Is there an economic case for firms to invest more in certifications, like the certified financial planner designation?
A new report, “Building a Wealth Management Practice: Measuring CFP Professionals’ Contribution,” compares CFP professionals and practices to financial advisors who do not have CFP certification and finds that CFP professionals fare better in a number of ways.
There are more than 74,000 CFP professionals today, according to Joseph V. Maugeri, managing director of corporate relations for the Certified Financial Planner Board of Standards.
The study, commissioned by the CFP Board and conducted by Aite Group, attempts to identify the contribution of CFP professionals to a practice’s revenue.
Looking at solo practices, the study finds that CFP professional practices generate 40% more revenue based on average practice revenue and almost 70% more revenue per client.
The median revenue of a solo practice led by an advisor who is not a CFP professional is $250,000, while the median revenue of solo CFP professional practices is $350,000, according to the study.
“I think that makes a strong case for firms that the CFP is a great investment and will allow their advisors to be more successful,” Maugeri told ThinkAdvisor via phone.
The study also finds that CFP professional practices are more successful at attracting high-net-worth and ultra-high net worth clients. The share of HNW and UHNW clients at CFP professional practices is 53% higher than at other practices, according to the study.
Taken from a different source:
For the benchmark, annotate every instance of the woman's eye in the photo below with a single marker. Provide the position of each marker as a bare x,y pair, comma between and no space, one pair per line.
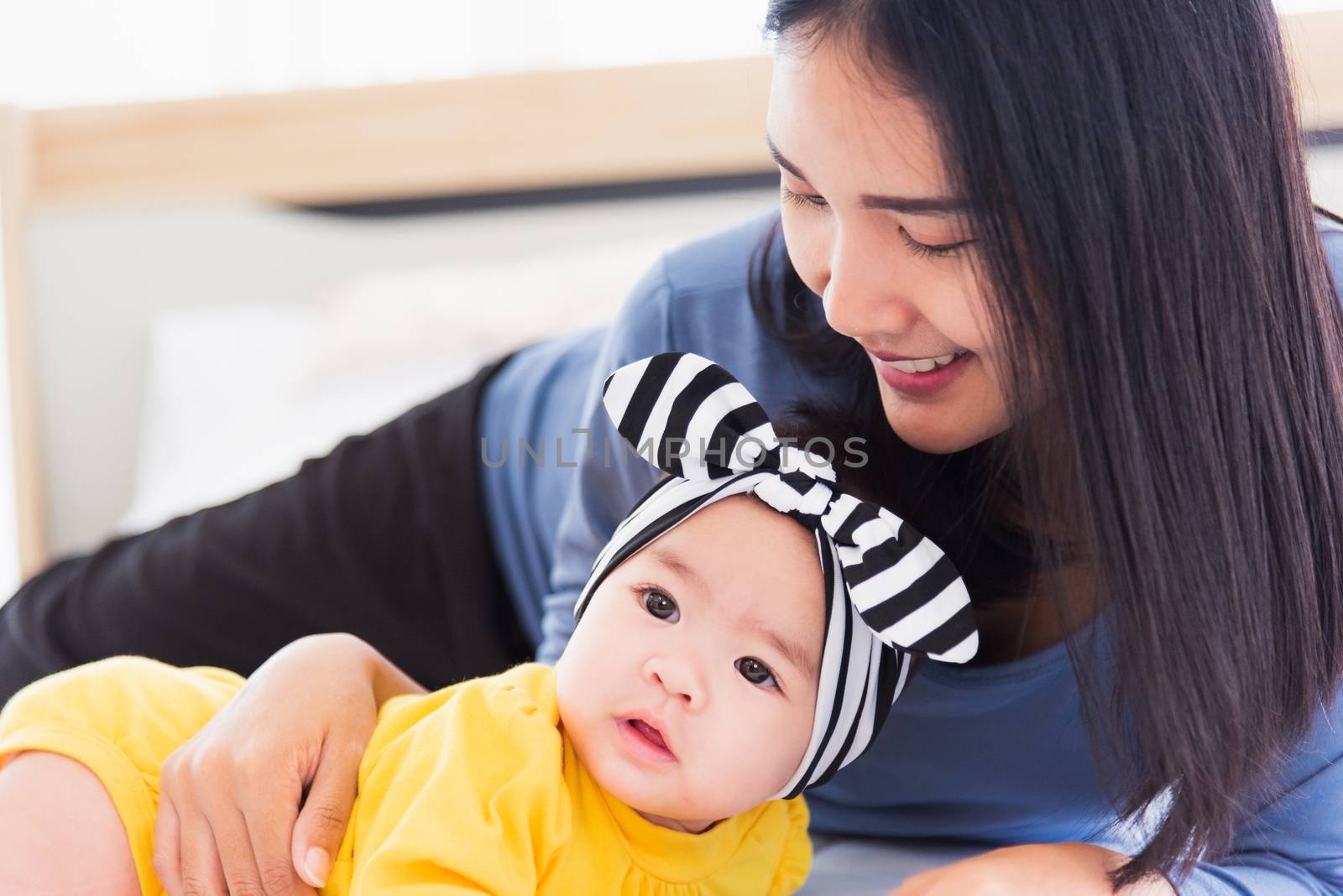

“That’s significant,” Maugeri said. “It shows that for more complex situations, CFP professionals are well equipped to handle HNW and UHNW because of their training and professional development. And it’s recognized by the industry and the public.”
Alois Pirker, co-author of the report, makes the distinction that it’s not so much a CFP designation that matters as it is the qualities that the CFP professional practices, such as values-driven advice. “When you look at where the advisor industry is today, it’s seen a lot of disruption in wealth management in general and a pressure on advisors to deliver more value for the price they charge,” Pirker, research director at Aite Group, told ThinkAdvisor. “The pressure for advisors to really deliver value has been increasing. In that context, we see in the paper quite nicely that folks that deliver a planning-centric model to their clients are able to provide that value proposition that [clients] are looking for.”
The CFP certification requires financial advisors to complete an education curriculum – which includes a financial plan development course registered with the CFP Board, as well as fitness standards and experience requirements – lasting nine to 18 months and culminating in a six-hour exam.
“The designation is a visible part of it. It goes on the business card, but I think it’s that confidence and level of saying ‘I structured my practice around a certain process,’” Pirker told ThinkAdvisor. “I think that makes a difference in terms of how that client then views the advisor.”
CFP professionals themselves admit the importance of financial planning to their practices, according to the report’s findings.
According to the study, 41% of advisors who are members of CFP professional practices state that financial planning is more important than investment management, while only 23% of other advisors say the same.
According to Maugeri, CFP professionals focus more on advice that’s outcome-oriented and holistic.
“It’s less about portfolio construction and it’s more around ‘Will I be able to retire? Will I be able pass on a business to my children? Will I be able to take care of my family if something happens? What’s the best allocation for my money for retirement?’” he told ThinkAdvisor. “The questions are more outcome based, and CFP professionals take into account all the areas of a client’s financial life.”
In October, Aite Group conducted an online survey commissioned of 403 U.S. financial advisors that includes 146 CFP professionals. In addition to CFP professionals, the sample includes 306 advisors representing practices that have at least one CFP professional.